Eight to share $840M support services contract

The General Services Administration ended the year in keeping with the holidays, giving contracts to all eight finalists on its $840 million Multiple Award Indefinite Quantity (MAIQ) support services program. The announcement is part of a growing trend toward awarding federal contracts to multiple

The General Services Administration ended the year in keeping with the holidays, giving contracts to all eight finalists on its $840 million Multiple Award Indefinite Quantity (MAIQ) support services program.

The announcement is part of a growing trend toward awarding federal contracts to multiple vendors who must then compete head-to-head for purchase orders. The MAIQ winners will compete against each other for task orders for a range of support services to federal agencies over the next five years.

The eight winning vendors are Advanced Technology Systems Inc., Booz-Allen & Hamilton Inc., Computer Sciences Corp., Dynamics Research Corp., J.G. Van Dyke & Associates Inc., Science Applications International Corp., Systems Research and Applications Corp. and VGS Inc. These companies were the only ones remaining in competition for the contracts following a downselect last spring.

The procurement will replace existing Federal Systems Integration and Management (Fedsim) contracts that offer such services as acquisition support, systems integration, satellite communications and business process re-engineering.

Lawrence Cohan, deputy commissioner of GSA's Office of Information Technology Integration, where Fedsim resides, said the projected value of $840 million was based on past work performed by his agency, though it was inflated to reflect what Cohan believes will be the broad appeal of the program.

"We anticipate that once it is known how easy and low-cost this is, agencies will flock to it," he said. "We may even see $840 million worth of business before the five years is over, and [we'll] have to put in a replacement contract early."

Cohan said each of the eight vendors will be given equal opportunity to compete for orders relayed to Fedsim from agency customers.
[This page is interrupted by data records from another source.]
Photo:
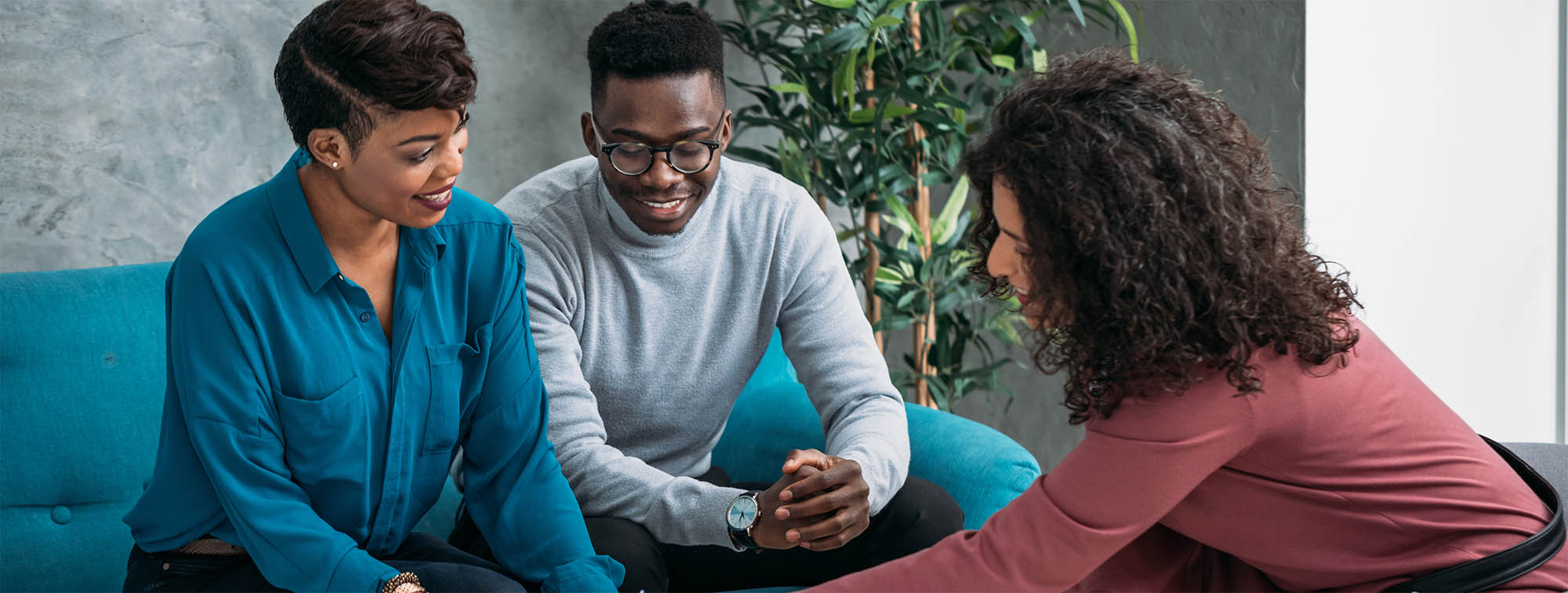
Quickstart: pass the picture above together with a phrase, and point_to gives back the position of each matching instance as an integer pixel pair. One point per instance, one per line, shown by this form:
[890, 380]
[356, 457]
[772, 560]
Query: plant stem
[924, 329]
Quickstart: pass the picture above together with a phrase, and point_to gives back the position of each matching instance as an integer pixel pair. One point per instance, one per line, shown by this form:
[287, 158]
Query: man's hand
[837, 501]
[769, 531]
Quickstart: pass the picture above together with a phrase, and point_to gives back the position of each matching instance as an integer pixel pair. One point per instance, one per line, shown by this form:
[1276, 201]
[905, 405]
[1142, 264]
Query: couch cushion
[82, 371]
[979, 467]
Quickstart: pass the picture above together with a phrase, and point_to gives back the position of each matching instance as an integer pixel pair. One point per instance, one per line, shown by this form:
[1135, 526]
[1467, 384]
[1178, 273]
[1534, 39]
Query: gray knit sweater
[645, 341]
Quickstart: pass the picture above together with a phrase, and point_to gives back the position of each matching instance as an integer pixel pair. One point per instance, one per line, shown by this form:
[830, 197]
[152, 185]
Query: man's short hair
[349, 57]
[656, 38]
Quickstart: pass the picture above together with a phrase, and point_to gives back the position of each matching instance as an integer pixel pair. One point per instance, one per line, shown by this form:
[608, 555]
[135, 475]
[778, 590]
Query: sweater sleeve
[1128, 473]
[829, 340]
[608, 482]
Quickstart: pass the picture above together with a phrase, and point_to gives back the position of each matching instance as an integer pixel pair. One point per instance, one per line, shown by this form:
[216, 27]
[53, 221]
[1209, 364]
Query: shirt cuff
[714, 511]
[360, 572]
[595, 573]
[879, 484]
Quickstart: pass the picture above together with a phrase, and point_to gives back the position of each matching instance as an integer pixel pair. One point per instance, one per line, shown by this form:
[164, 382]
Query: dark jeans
[438, 566]
[916, 518]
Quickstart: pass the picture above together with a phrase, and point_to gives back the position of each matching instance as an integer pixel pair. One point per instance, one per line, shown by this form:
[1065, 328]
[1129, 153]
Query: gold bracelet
[399, 581]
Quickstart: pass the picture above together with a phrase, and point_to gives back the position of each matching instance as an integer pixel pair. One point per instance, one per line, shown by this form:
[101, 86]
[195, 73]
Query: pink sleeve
[1128, 473]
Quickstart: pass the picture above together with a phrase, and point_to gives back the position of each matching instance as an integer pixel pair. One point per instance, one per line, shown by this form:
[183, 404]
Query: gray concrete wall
[126, 122]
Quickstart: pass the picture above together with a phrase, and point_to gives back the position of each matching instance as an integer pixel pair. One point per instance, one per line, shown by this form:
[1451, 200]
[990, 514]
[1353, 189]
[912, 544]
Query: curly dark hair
[1160, 239]
[350, 57]
[653, 40]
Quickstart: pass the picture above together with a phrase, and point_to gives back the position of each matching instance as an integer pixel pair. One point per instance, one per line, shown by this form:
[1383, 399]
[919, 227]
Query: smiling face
[1009, 256]
[658, 112]
[404, 172]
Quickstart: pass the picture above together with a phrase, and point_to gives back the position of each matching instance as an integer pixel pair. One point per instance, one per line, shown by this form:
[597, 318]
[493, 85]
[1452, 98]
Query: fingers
[841, 475]
[830, 533]
[808, 457]
[822, 504]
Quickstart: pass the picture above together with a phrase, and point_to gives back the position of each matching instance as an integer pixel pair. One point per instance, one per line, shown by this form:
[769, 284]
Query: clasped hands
[821, 503]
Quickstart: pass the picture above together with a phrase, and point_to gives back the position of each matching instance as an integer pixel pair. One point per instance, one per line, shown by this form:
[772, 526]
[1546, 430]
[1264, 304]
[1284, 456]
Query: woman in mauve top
[1244, 432]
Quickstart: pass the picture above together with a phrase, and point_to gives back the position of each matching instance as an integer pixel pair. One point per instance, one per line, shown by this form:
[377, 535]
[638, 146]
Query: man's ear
[589, 136]
[725, 131]
[328, 147]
In most cases, GSA will select recipients for work orders based on oral proposals presented by the contractors to Fedsim officials. Vendors will not be allowed to protest Fedsim's decisions.

"We intend to make this as streamlined as possible," Cohan said. "There will be a lot less bid- and proposal-preparation expenditures by vendors and a lot less taxpayer money spent on evaluating proposals."

Bob Dornan, senior vice president of Federal Sources Inc., said the strategy may result in fewer delays but could cause problems for some vendors down the line when they find they are not getting substantial business from Fedsim and have no recourse to protest.

"Right now, they are probably thinking this is a wonderful thing," Dornan said. "But a year from now, some of them might realize the downside of it."

Winning vendors said they welcome the opportunity to compete with each other and to leverage their marketing expertise.

A CSC spokesman, for example, said his company will have a leg up on the competition because of its success on the Defense Department's Defense Enterprise Integration Services contract, which employs a strategy similar to MAIQ.

Mark Zoellner, director of marketing at Abacus Technology, a subcontractor to Van Dyke & Associates, said his company has the advantage of previous work on a similar program operated by the Federal Deposit Insurance Corp.

Each vendor is guaranteed at least $100,000 worth of Fedsim business, Cohan said, but he said it would be unlikely that any of the contractors would not exceed that minimum. Fedsim is already accepting work orders from agencies and will funnel some of its backlog of orders to the MAIQ vendors, Cohan said.

"Fedsim has a lot of unfilled orders," he said. "Projects that have not been committed to another vehicle will probably be transferred to this."